Historical population
| Census | Pop. | Note | %± |
|---|---|---|---|
| 1930 | 1,564 |  | — |
| 1940 | 1,689 |  | 8.0% |
| 1950 | 2,208 |  | 30.7% |
| 1960 | 2,972 |  | 34.6% |
| 1970 | 3,547 |  | 19.3% |
| 1980 | 4,827 |  | 36.1% |
| 1990 | 5,998 |  | 24.3% |
| 2000 | 7,743 |  | 29.1% |
| 2010 | 8,692 |  | 12.3% |
| 2020 | 8,709 |  | 0.2% |

==Education==
The Solebury School, a private co-educational day and boarding school, is located in the township.

==Attractions==
The New Hope-Lambertville Winter Festival takes place in Solebury Township yearly. Solebury Township contains a portion of the Washington Crossing Historic Park across the river from the larger Washington Crossing State Park.

The Bucks County Audubon Society at Honey Hollow maintains a nature preserve with six miles of hiking trails open to the public from dawn to dusk every day for hiking and birdwatching.

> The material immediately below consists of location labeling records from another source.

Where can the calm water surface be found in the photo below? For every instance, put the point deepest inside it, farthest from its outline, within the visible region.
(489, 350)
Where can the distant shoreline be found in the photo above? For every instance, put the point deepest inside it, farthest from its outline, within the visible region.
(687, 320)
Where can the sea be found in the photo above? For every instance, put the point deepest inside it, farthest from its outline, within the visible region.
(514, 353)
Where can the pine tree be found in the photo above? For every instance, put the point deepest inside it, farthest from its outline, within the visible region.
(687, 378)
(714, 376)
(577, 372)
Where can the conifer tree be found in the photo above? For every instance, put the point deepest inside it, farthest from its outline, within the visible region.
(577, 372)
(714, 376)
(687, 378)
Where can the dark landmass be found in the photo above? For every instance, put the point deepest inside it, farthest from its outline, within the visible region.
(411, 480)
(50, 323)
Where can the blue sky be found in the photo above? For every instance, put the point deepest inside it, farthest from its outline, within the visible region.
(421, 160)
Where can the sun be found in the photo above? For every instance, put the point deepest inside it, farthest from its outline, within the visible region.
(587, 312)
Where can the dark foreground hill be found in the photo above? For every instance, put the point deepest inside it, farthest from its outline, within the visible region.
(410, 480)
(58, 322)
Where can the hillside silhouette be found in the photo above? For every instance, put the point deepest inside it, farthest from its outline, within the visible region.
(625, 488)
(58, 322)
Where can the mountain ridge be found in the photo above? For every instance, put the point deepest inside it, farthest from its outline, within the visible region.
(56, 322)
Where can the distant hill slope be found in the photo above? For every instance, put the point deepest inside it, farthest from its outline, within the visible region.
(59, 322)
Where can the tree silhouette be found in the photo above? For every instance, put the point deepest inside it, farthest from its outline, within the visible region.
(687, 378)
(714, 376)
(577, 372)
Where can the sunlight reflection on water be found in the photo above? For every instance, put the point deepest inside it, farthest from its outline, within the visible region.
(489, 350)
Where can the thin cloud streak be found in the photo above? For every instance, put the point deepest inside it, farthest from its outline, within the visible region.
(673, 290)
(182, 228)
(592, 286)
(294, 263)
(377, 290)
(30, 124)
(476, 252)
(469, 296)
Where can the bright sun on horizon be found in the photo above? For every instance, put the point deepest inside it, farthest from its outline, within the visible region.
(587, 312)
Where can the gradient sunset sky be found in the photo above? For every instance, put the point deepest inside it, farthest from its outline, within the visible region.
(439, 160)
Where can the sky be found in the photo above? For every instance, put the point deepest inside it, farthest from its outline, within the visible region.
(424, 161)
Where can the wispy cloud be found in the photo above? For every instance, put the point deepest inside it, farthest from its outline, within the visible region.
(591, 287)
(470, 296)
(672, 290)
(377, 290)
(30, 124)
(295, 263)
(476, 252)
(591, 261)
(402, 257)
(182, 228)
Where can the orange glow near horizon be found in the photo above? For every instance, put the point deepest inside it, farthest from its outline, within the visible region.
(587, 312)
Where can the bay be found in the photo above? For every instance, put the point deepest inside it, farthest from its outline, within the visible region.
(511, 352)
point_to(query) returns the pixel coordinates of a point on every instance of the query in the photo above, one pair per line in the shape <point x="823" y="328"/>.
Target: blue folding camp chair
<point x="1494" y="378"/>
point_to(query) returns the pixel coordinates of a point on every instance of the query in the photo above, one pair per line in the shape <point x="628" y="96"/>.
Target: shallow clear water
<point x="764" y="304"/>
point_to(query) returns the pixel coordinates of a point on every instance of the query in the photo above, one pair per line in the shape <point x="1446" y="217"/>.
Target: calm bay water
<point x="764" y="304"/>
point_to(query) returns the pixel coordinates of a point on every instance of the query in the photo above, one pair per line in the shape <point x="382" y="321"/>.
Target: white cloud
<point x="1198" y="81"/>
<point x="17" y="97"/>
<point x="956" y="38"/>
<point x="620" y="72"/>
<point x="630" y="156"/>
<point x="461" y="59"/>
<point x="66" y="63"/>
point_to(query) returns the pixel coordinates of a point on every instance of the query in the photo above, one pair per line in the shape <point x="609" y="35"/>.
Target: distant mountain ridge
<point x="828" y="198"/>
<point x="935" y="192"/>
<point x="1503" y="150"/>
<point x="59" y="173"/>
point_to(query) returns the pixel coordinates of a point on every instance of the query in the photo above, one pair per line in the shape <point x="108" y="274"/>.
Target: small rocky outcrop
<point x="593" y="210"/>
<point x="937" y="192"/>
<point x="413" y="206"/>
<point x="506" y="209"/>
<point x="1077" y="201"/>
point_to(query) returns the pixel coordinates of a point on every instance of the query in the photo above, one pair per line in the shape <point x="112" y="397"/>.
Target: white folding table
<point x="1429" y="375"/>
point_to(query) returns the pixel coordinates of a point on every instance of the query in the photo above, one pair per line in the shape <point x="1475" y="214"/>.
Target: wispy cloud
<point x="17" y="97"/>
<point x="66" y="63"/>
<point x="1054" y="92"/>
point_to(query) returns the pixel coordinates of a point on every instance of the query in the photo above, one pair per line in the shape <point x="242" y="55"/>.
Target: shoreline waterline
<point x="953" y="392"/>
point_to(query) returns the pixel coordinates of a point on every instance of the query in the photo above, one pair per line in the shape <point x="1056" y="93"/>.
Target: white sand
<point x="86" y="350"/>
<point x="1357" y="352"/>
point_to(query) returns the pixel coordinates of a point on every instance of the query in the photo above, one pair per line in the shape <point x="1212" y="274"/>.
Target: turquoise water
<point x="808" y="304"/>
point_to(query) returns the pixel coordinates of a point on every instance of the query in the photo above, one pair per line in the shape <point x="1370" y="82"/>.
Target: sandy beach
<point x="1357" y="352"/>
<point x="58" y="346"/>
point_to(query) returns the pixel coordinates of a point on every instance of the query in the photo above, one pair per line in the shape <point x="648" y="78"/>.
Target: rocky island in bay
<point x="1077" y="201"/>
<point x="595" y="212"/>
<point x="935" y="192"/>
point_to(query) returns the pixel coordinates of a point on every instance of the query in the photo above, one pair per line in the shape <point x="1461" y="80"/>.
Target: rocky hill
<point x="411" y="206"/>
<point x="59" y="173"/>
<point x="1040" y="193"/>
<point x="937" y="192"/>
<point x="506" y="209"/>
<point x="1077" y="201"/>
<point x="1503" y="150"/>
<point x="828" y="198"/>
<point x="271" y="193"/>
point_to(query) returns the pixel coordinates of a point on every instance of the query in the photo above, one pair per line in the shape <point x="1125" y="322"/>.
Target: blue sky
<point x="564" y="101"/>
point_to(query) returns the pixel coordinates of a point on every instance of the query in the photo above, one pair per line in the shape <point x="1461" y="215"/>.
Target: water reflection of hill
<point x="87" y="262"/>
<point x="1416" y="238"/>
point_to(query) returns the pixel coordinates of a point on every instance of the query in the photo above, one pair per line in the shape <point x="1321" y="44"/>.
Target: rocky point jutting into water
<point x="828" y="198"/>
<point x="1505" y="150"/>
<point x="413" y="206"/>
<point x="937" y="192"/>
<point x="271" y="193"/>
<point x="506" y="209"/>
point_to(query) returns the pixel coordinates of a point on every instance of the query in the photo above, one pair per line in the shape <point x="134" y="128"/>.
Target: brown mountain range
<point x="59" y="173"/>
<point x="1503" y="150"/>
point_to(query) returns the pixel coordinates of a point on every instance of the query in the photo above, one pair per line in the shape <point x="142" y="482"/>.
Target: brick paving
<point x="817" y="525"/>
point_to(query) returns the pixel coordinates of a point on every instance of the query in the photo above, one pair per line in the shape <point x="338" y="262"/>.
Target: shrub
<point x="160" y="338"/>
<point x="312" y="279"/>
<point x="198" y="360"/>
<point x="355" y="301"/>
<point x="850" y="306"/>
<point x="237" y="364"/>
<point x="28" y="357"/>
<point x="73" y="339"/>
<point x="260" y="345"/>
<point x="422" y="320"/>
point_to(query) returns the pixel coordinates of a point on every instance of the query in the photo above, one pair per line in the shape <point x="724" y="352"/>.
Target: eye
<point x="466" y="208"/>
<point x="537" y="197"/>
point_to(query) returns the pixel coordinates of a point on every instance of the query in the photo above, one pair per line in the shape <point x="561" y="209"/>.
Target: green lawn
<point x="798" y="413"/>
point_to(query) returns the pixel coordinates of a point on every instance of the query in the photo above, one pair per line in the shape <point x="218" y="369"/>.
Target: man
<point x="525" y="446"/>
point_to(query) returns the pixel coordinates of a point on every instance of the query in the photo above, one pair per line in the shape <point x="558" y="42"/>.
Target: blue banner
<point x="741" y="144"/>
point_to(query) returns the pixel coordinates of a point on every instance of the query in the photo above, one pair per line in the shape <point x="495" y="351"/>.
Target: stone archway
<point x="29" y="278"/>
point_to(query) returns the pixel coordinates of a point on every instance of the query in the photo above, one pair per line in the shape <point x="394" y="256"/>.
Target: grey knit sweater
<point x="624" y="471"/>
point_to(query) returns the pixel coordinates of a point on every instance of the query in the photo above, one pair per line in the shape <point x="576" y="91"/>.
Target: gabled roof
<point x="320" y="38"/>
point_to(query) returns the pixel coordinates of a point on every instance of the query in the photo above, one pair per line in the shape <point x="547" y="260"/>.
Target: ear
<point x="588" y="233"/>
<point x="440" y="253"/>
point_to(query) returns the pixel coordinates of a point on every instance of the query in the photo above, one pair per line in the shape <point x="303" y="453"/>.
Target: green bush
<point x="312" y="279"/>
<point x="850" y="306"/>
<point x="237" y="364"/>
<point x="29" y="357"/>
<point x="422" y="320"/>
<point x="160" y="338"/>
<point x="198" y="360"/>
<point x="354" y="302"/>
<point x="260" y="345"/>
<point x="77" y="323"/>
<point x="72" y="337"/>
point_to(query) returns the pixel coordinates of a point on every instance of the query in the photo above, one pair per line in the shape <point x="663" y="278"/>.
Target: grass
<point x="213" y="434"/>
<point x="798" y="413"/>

Bowman's Hill Wild Flower Preserve contains over 700 of Pennsylvania's 2,000 native plant species that grow naturally on 134 acres.

==Notable people==
- Marc Blucas, actor
- Selma Burke, sculptor in the Harlem Renaissance movement
- Daniel Garber, landscape painter, instructor at the Pennsylvania Academy of the Fine Arts
- Abbie Hoffman, political and social activist, had an apartment where he committed suicide in 1989.
- Zayn Malik, singer
- George Nakashima, woodworker, architect, and furniture maker who was one of the leading innovators of 20th century furniture design and a father of the American craft movement
- Charlie Parker, jazz saxophonist and composer
- Peter H. Kostmayer, Congressman who lived in Solebury Township while in office
- Leon Redbone, musician
- Edward Willis Redfield, landscape painter
- Jay Schulberg, advertising executive
- Dean Ween and Gene Ween of the American rock band Ween resided at an apartment on Van Sant Road in Solebury Township during the early 1990s, where they recorded their albums The Pod and Pure Guava.